Excerpts from Jim Conrad's
Naturalist Newsletter
from the February 16, 2009 Newsletter, issued from the forest near Natchez, Mississippi; elevation ~400ft (120m), ~N31.47°, ~W91.29°:
PICKEREL FROG BREAKS HIBERNATION
Pickerel Frogs are a fair-sized species, about three inches long. Sometimes they're confused with heavily blotched leopard frogs, but the leopard frog's back blotches aren't so consistently rectangular as the Pickerel's. One summer back in my hermit days near here a Pickerel Frog became a neighbor for several weeks. In the July 14, 2002 Newsletter I reported that "He spends the day beneath my trailer clinging to a cinderblock, then ranges around at night."

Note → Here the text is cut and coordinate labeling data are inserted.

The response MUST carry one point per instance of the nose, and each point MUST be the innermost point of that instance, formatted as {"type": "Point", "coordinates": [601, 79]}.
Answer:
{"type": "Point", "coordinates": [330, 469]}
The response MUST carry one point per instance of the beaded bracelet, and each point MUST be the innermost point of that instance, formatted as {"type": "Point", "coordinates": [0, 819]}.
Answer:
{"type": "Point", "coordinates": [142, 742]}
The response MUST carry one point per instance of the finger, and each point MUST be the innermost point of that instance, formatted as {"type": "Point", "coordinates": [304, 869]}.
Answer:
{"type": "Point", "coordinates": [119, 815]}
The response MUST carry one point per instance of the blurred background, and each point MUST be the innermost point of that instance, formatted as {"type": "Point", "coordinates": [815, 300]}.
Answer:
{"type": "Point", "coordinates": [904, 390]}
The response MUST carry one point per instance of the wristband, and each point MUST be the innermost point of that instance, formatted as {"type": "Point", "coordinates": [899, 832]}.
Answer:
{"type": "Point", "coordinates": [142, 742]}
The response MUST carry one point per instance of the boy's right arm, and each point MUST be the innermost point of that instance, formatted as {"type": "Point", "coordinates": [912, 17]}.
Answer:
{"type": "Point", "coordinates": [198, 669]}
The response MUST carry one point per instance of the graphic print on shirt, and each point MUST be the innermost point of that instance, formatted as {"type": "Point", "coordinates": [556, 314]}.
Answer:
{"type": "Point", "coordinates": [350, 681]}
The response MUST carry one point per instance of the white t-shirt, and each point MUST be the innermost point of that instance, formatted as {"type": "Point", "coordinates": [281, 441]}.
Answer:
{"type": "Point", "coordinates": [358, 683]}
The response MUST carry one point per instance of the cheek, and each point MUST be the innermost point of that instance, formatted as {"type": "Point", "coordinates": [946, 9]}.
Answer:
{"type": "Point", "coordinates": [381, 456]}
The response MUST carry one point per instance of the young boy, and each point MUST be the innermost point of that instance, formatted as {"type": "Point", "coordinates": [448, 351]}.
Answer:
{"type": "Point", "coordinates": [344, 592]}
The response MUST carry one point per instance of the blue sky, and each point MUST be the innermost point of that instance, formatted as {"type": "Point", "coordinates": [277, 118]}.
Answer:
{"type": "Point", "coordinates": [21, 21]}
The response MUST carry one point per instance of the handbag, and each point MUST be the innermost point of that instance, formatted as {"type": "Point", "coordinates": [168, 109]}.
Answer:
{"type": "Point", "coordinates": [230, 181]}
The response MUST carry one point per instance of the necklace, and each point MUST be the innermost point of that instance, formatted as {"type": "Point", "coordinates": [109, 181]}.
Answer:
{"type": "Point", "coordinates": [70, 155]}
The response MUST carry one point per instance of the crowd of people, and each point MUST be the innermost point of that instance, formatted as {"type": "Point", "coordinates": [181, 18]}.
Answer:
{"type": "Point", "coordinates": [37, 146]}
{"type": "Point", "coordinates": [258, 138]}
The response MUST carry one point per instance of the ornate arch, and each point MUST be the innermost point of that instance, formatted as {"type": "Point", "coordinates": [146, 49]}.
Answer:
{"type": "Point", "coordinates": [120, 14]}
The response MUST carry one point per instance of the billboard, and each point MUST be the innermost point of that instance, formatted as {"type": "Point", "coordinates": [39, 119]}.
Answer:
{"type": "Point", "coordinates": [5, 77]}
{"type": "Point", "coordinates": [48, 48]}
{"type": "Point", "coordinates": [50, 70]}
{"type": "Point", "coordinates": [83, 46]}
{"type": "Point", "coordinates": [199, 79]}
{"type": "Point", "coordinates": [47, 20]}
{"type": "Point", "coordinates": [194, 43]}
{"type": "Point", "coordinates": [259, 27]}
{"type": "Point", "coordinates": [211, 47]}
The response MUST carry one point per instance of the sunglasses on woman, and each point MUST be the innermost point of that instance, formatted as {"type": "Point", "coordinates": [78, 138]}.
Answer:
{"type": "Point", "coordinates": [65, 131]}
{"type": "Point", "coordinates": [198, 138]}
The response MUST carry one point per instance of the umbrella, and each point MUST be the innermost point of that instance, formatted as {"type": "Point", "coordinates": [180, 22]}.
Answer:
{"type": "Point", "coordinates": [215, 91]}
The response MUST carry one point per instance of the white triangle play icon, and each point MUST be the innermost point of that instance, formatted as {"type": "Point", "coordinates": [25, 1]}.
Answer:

Often when I refer to animals as "he" I don't really know which sex lies before me: I just can't bear to refer to critters as "its," so I call them "hes." However I'm pretty sure the frog in the picture is a "he" because of his large eardrums, or tympanums, which in the picture shows up as a brown, circular area behind and about the size of the eye. Often male frogs and toads have larger tympanums than females, and the tympanum in the picture is much larger than the individual's in the Audubon field guide, which I reckon to be a female.
Notice how the bones in the frog's back protrude. This is what you'd expect of a frog who's been hibernating, slowly but continually burning energy stored in his body fat.